Creating a library search by a young programmer - what is it?

The other day I came across a publication by my peer , and she prompted me to write my own story about my project, which absolutely did not help either, but only prevented me from entering the university.

Introduction

One fine day I went to the library for one story. Having said the title and author of the story to the librarian, he received a stack of collections of this author. In order to find the necessary story among all this variety, we had to go through all the works. It would be much easier to “google” the desired work and get what you want in a few clicks.

')
And then I thought: “Why is there still no such thing in libraries? It's so convenient! ”. Naturally, like any decent lazy programmer, I went straight to the search engine to look for similar projects. And ran into problems. All found projects were either commercial (paid), or amateur and low-quality.

Naturally, such an injustice urgently needed to be addressed, despite the approaching USE and admission to the university.

Language selection

First of all, it became clear that we cannot do without a web part. Despite my personal intolerance to web programming, I sat down with Google and began to study this issue.
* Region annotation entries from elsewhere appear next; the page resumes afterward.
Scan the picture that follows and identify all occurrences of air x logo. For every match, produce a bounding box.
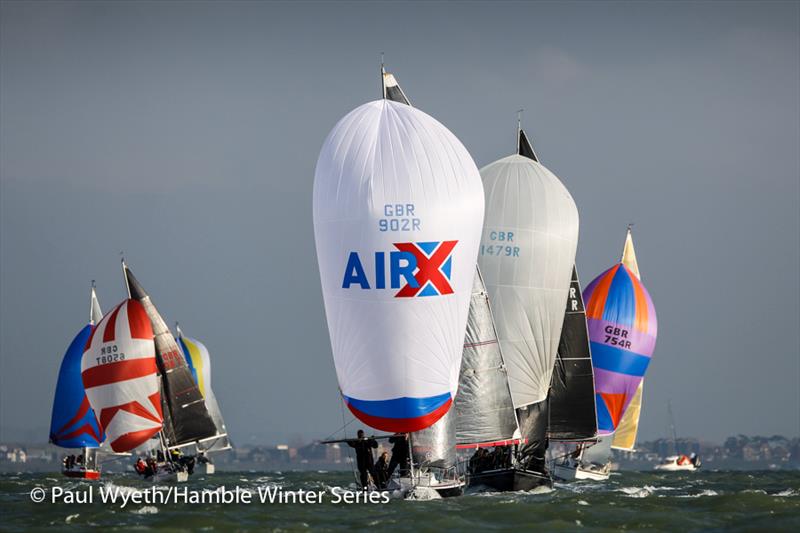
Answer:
[394,241,458,298]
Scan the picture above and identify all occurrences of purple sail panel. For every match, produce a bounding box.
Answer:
[583,263,658,435]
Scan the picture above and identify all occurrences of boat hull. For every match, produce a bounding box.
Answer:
[469,468,553,492]
[61,469,100,479]
[553,465,609,481]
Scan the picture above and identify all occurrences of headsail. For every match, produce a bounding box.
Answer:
[175,326,231,451]
[479,128,578,464]
[548,265,597,440]
[122,262,217,447]
[313,67,483,432]
[611,380,644,452]
[455,271,518,448]
[81,300,162,452]
[583,228,658,435]
[50,283,104,448]
[89,280,103,326]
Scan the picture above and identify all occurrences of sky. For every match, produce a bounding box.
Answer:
[0,1,800,444]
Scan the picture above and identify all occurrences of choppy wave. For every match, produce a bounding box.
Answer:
[0,471,800,532]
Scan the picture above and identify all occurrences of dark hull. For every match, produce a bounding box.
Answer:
[469,468,553,492]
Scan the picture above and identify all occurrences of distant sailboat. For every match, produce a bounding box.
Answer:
[81,300,162,452]
[50,282,105,479]
[479,120,578,490]
[314,64,483,495]
[175,324,231,474]
[584,226,658,470]
[122,261,217,482]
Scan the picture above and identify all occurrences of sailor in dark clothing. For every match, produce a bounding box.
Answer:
[373,452,389,489]
[347,429,378,489]
[386,433,408,479]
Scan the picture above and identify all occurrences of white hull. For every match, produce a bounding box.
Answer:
[655,457,700,472]
[553,465,611,481]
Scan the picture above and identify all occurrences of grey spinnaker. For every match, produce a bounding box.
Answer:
[123,263,217,448]
[411,409,456,471]
[548,266,597,441]
[454,269,517,447]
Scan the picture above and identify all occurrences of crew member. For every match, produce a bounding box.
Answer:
[374,452,389,489]
[387,433,408,477]
[347,429,378,489]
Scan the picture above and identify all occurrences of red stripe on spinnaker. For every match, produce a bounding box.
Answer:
[147,392,164,420]
[103,302,125,342]
[56,393,89,435]
[347,399,453,433]
[629,272,650,333]
[81,357,158,389]
[128,300,153,340]
[111,426,161,453]
[586,263,621,320]
[100,400,163,428]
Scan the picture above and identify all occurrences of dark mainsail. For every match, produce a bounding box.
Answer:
[453,270,517,448]
[548,266,597,441]
[123,263,217,447]
[517,127,539,163]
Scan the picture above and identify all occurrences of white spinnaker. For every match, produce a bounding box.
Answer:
[81,300,162,452]
[313,100,484,416]
[478,155,578,407]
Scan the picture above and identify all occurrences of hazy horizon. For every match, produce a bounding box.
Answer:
[0,1,800,444]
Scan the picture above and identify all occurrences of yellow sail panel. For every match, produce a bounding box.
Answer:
[620,226,642,279]
[611,380,644,451]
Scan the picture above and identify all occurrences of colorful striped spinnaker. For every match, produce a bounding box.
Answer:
[583,228,658,435]
[81,300,163,452]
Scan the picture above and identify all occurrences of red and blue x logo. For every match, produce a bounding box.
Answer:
[394,241,458,298]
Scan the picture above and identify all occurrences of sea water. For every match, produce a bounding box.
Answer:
[0,470,800,533]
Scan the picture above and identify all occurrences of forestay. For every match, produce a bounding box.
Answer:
[313,100,484,432]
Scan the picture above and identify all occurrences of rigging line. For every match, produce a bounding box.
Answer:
[334,389,360,485]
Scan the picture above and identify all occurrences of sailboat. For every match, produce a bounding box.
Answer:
[548,266,605,481]
[313,67,484,496]
[122,260,218,482]
[455,269,522,486]
[583,226,658,477]
[175,323,231,474]
[473,123,578,490]
[81,290,163,462]
[654,402,700,472]
[50,281,105,479]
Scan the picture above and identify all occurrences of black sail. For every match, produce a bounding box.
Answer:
[124,266,217,447]
[548,266,597,441]
[517,128,539,163]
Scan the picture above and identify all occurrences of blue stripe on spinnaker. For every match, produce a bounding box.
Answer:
[594,394,614,431]
[589,342,650,377]
[344,392,450,418]
[603,265,636,326]
[50,325,103,448]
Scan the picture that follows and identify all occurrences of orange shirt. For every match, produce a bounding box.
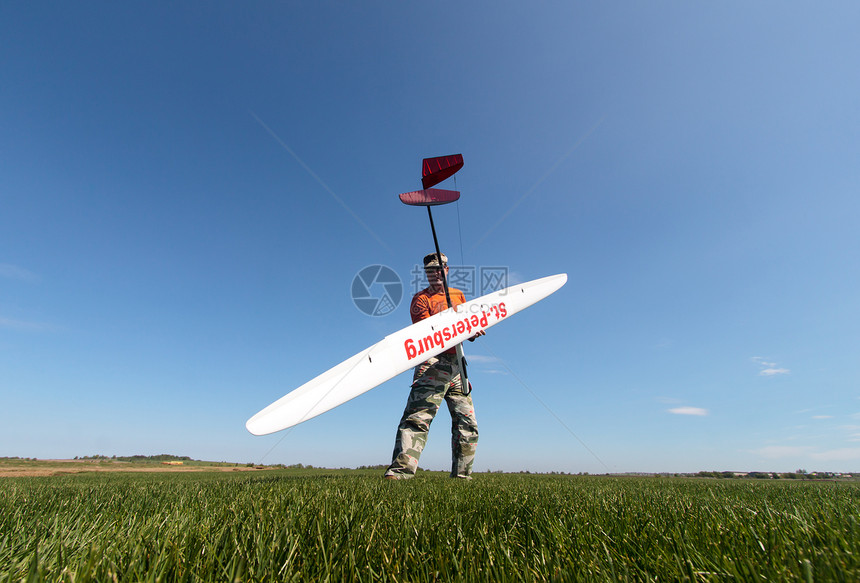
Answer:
[409,287,466,324]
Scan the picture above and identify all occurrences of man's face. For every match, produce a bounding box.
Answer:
[424,265,448,291]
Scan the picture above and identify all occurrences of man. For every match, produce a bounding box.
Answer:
[385,253,484,480]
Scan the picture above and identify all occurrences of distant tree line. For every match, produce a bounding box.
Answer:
[75,453,195,462]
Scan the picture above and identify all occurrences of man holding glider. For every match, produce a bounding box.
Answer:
[385,253,484,480]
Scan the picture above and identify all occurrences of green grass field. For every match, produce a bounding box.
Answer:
[0,470,860,582]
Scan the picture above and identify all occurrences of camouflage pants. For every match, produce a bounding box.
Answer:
[385,354,478,479]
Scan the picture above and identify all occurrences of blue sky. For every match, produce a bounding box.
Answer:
[0,1,860,473]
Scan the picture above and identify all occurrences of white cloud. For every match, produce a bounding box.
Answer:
[750,356,791,377]
[668,407,708,417]
[758,368,791,377]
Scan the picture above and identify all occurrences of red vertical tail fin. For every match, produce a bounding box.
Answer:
[421,154,463,189]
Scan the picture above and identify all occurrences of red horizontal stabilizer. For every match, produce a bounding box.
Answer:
[421,154,463,189]
[400,188,460,206]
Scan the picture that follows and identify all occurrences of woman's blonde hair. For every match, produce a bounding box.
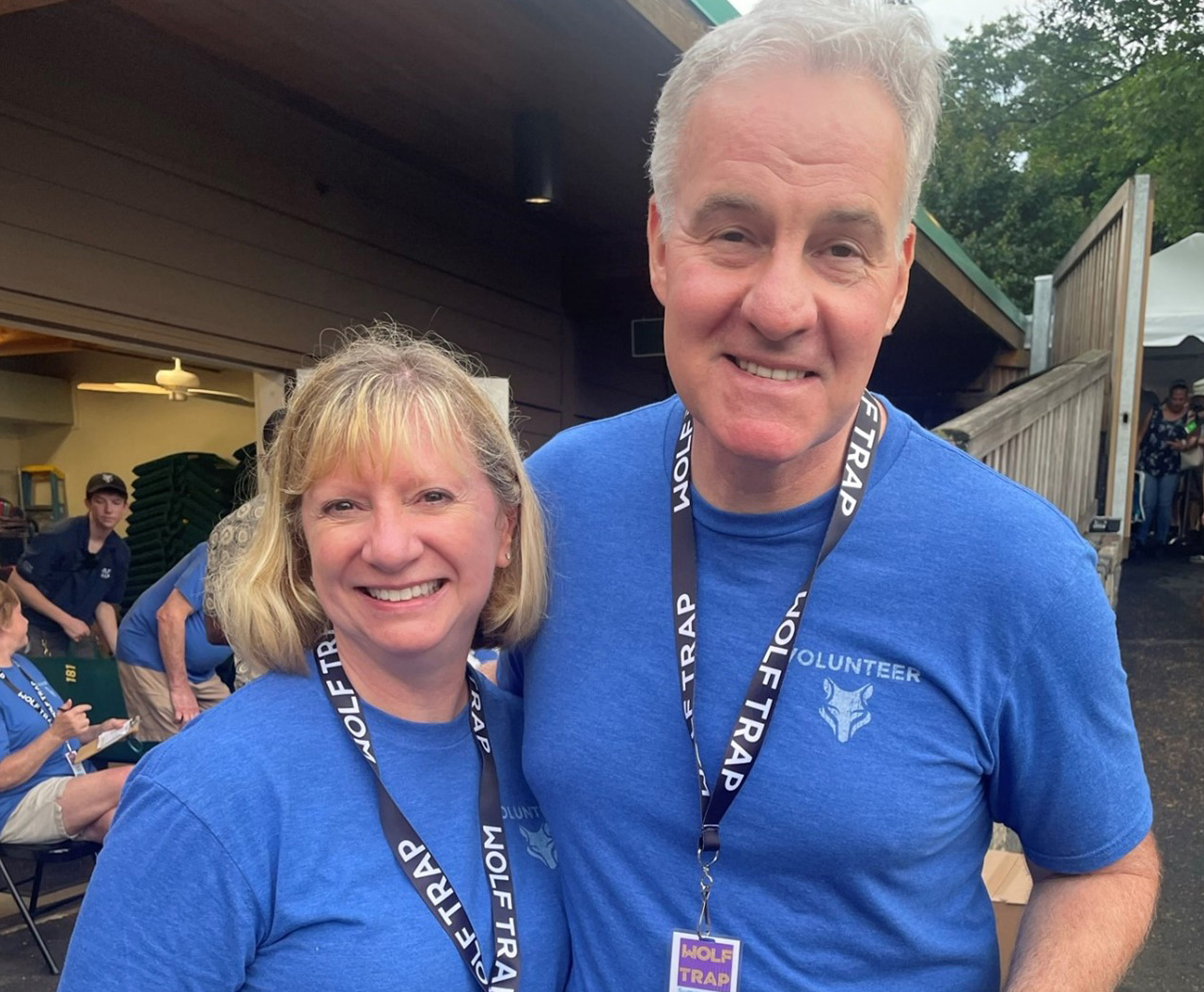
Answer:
[213,323,548,673]
[0,581,21,627]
Words about speed is not true

After a few hours, I finally chose the required language. More precisely not a language, but FrameWork RubyOnRails. Why he? Because it uses a full-fledged OOP language, is actively developed by a giant community and has a fast core. In addition, girls like Ruby (it is better not to speak at the presentation).

Naturally, it was based on the “beautiful” language of Ruby. Since I know Java at the Junior level, it was easy for me to learn any other OOP language. Every week I watched 2 lectures every evening and in the end could boast the necessary knowledge of Ruby syntax. And then my self-confidence was dropped ... And all because this FrameWork is so huge and extensive, that the knowledge of Ruby helped me only a little bit. Having studied the MVC technology and other ideas of the evil web programmers, I started to implement the project.

Authorization

The first obstacle in my path was, oddly enough, authorization. I decided to use OAuth technology. Its principle is that tokens are used instead of passwords. Using tokens allows you not to worry that your password will be stolen, as well as to configure each token for yourself (for example, you can take one-time tokens with permissions for only one operation). At first I decided to use MD5 encryption to store passwords on the server side, but after reading about it on the Internet, I decided that this method was outdated. Hacking on new computers is carried out in just 1 minute. Therefore, I decided to use bCrypt, which provides almost 100% protection against password decryption in the database. Since I decided to make a similar system myself, I had to think about optimization. First of all, the tokens had to be transferred from a string to a numeric value, so that a DB could be searched for by a binary search.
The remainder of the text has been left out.